Glancing worriedly at the small woman trustingly holding his hand, Conan sighed. She really would turn into Queen Kong if he tried to leave her behind this time. “Two. We’ll be circling the perimeter while the rest of you set up and square off.”
Chapter 30
Wearing the hiking boots Conan had insisted she put on, Dorrie prayed her pounding pulse didn’t prevent her from noticing energy patterns. They’d walked around the airport in ever-widening circles for over an hour now. Conan’s men had produced fancy equipment which she assumed sounded for hollow spaces under the earth or voices hidden behind walls. For all she knew, they had a moonwalker in there. But unless Bo and Magnus were wearing tracking devices, nothing was likely to find them in these vast open spaces.
Even her cousins were at a loss out here—as she was. Reality sucked. They needed magic.
They were on a wild goose chase expecting two numbers from an invisible contact to provide the answers they needed. The knowledge slowly sank in as they tramped around still another cactus. The rocks and cacti all looked, smelled, and felt alike. The sun was going down, and the air had developed a distinct chill. They’d have to come back in the morning.

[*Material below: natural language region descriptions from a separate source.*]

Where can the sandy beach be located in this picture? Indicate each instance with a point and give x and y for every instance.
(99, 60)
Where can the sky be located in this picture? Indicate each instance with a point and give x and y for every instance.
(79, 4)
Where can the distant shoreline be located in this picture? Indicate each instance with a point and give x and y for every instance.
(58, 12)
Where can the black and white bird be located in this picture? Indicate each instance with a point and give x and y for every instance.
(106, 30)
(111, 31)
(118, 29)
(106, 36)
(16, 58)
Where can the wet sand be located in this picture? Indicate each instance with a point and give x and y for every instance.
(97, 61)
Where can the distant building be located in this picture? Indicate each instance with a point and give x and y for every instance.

She’d had high hopes that Cho would be able to zoom in on their target after studying the photos and objects she’d given him. Cho was the most exotic-looking of her family, lean, black-haired, and wearing shades to hide his eyes. He was exploring slightly north of them. She hoped that meant they were close.
“I smell kimchi,” Conan said unexpectedly. He studied the warehouse-like buildings a hundred yards from where they were walking. “Not a likely place for a restaurant.”
“Tom said he smelled kimchi earlier. Pickled cabbage doesn’t even need to be heated to stink,” Dorrie pointed out. “Someone may have brought it for their supper.” She sniffed. “I don’t smell it.”
“That’s because you’ve never been served it for a week, until starvati
on seemed preferable,” Conan said, frowning at the horizon. “Magnus learned to brine any available food when he decided to practice survival as a kid. Damned overachiever. We ate the results until he got tired of that and moved on to scaling walls. I think Dad took a new job just so we could move away from the stink. We never could get it out of the carpet.”
“I don’t think I want to ask how it got in the carpet.” She halted and studied their surroundings as he did. “Your chi is too strong. I don’t know if I’d notice your brother’s. Let me walk further out, see if I can feel any differences.”
She knew it sounded silly to people who’d never felt energy, but Conan didn’t argue. She felt him fasten his intense focus on her as she walked toward the desert, as if he could keep her safe just by watching.
She thought she smelled kimchi, too. Was there any chance the smell was a signal to Conan from his brother? Or…her heart beat faster while fantasizing the impossible. What if Bo had told Magnus about Tom’s weird sense of smell? Would they be hoping he’d show up if Bo got the coordinates out? Could they really be on the right path?
Denial was more than a river in Egypt, she reminded herself. She didn’t sense any differences in the earth energy nearby. No hollows beneath her feet. No pulsing of human life.
Their radios crackled. Dorrie hadn’t quite figured hers out yet, but Conan answered his as she walked back to him. Over at their base of operations, she could see people running around and hope soared. She watched Conan expectantly.
“Francesca is picking up more coordinates,” he told her. “Someone is psychically broadcasting coordinates loud enough for her to sense. They’ve pinpointed the location as half a mile north of where we’re standing. Francesca says she trying to communicate but simply keeps picking up the same signal.”
“Psychically broadcasting coordinates,” Dorrie repeated in wonder. “I never thought I’d hear the day anyone would say such a thing aloud. Is your brother psychic?”
“He’s Special Forces scary, but not psychic that I know of. I’ve occasionally wondered if that might be the Librarian’s problem,” he admitted. “She only picks up pieces of things and doesn’t know what to make of them. Or maybe your Francesca picks up signals on different broadcast frequencies. It could mean nothing. Wait for the cars or walk north?” he asked.